ルールは今のところサッパリだが、その熱気と真剣さはビンビンにこれでもかというくらい伝わってくる。なにか身に覚えがある感じだなーと思ったら、中学の頃に出場したなつかしき柔道大会。スポーツ大会独特の空気感がまさしくそれ。漫画だったら宙の木の葉がビシッバシッと弾かれる演出が入るところ。すまん分かりづらい。
説明しよう!「競技」としてのまくら投げ
なぞの人物「今日は総当たりですが、明日は負けたら敗退のトーナメント戦なのでもっとピリピリしてますよ」
まくら投げのインストラクター、大塚さん。伊東市と伊東観光協会とともに本大会を主催している。冒頭のベトナムで出会った青年とは彼のこと、4年前に教えてくれたのは企画者本人だったのだ。たとえるならばスティーブ・ジョブズから「iPhoneっていいぜ」と教えてもらっていたようなもの。いやちがうか。どうでもいいか。

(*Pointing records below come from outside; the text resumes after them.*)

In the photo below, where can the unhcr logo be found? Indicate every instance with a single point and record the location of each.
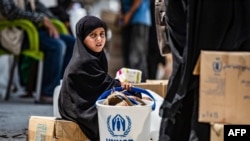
(119, 126)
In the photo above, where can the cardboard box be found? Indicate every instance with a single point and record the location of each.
(224, 87)
(157, 86)
(217, 132)
(51, 128)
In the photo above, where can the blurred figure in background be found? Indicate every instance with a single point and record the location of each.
(69, 12)
(197, 25)
(154, 56)
(135, 21)
(57, 48)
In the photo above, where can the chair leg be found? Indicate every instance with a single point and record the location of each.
(39, 81)
(8, 91)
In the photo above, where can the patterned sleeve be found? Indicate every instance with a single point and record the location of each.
(10, 11)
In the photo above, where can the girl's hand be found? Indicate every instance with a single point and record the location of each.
(126, 85)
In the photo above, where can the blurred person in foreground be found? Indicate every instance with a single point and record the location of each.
(193, 26)
(86, 77)
(135, 21)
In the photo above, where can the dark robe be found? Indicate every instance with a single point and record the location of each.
(195, 25)
(85, 79)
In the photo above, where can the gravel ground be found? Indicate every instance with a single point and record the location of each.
(14, 117)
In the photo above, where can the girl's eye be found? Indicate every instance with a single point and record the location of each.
(102, 35)
(93, 35)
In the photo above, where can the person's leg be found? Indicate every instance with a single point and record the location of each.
(54, 52)
(139, 49)
(69, 41)
(125, 45)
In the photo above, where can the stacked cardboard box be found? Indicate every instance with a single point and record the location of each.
(51, 128)
(224, 95)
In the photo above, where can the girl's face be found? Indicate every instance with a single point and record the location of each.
(96, 39)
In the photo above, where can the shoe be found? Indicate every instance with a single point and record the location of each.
(45, 100)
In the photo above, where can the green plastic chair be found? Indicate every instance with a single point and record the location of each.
(33, 50)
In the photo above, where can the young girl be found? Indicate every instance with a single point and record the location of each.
(86, 77)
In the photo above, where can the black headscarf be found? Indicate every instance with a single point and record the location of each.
(85, 79)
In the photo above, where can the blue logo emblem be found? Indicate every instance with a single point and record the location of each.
(118, 125)
(217, 65)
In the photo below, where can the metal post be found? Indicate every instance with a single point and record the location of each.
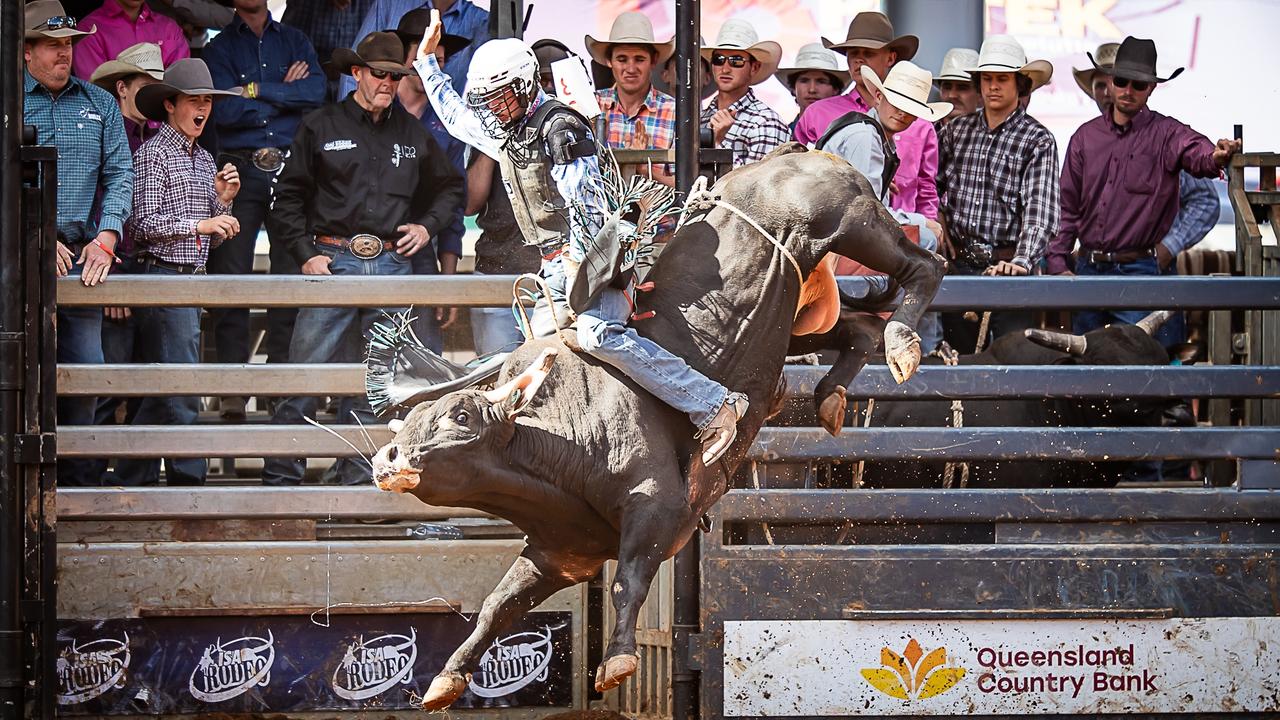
(686, 621)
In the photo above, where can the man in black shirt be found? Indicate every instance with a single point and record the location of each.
(364, 188)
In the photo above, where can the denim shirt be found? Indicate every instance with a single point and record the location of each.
(85, 123)
(237, 57)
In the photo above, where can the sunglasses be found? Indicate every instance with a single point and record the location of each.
(734, 60)
(1138, 85)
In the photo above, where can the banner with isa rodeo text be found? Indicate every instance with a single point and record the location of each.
(839, 668)
(178, 665)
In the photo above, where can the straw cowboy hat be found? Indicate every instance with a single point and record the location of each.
(46, 18)
(1136, 59)
(378, 50)
(629, 28)
(141, 59)
(183, 77)
(1002, 54)
(814, 57)
(1106, 57)
(874, 31)
(906, 87)
(740, 35)
(956, 63)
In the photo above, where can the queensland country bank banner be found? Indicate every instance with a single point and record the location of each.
(187, 665)
(840, 668)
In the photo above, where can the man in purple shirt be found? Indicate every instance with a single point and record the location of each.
(122, 23)
(1120, 180)
(871, 42)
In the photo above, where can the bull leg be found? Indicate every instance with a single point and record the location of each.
(520, 591)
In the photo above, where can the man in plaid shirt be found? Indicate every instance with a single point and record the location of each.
(181, 209)
(999, 182)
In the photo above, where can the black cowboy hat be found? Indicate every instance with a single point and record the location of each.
(1136, 59)
(378, 50)
(412, 28)
(188, 76)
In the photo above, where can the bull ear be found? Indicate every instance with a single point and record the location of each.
(515, 395)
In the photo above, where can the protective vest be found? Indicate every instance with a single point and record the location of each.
(891, 160)
(556, 135)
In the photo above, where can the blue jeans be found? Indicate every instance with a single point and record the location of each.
(167, 335)
(323, 335)
(1170, 333)
(80, 340)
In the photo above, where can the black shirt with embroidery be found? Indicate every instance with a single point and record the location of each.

ちなみに大塚さんのふだんの拠点は新潟県十日町市。実はこれまでにも2度訪ねて本サイトでも3本記事を書いている。「おっぱいは家族!ある温泉旅館の真摯なおっぱい愛」「縄文ネームはツネルペ!太古への愛に学ぶ歴史と平和!」「宿直ごっこを限界集落の廃校で」。毎度毎度楽しすぎてタイトルが長くなりがち。ありがとう。
今回は本当にたまたま偶然で、私が東京にいるタイミングで「十日町行きますー」と連絡したら、「明日からまくら投げ大会ですけど来ます?」と誘われたっていう。いやまさか、積年念願のイベントがこんな不意打ちで向こうからやって来る?ふざけんなよ、超うれしいです。
ところで、そうだ、説明しようぞまくら投げ。
2013年に伊東市のまちおこしとしてはじまったまくら投げ大会。デザインコンテストで地元の高校生が考えた「まくら投げのすすめ」をもとに競技化、大塚さんと伊東市や地元観光協会がルールや世界観をブラッシュアップして、第3回のあたりで現在につづくルールが完成。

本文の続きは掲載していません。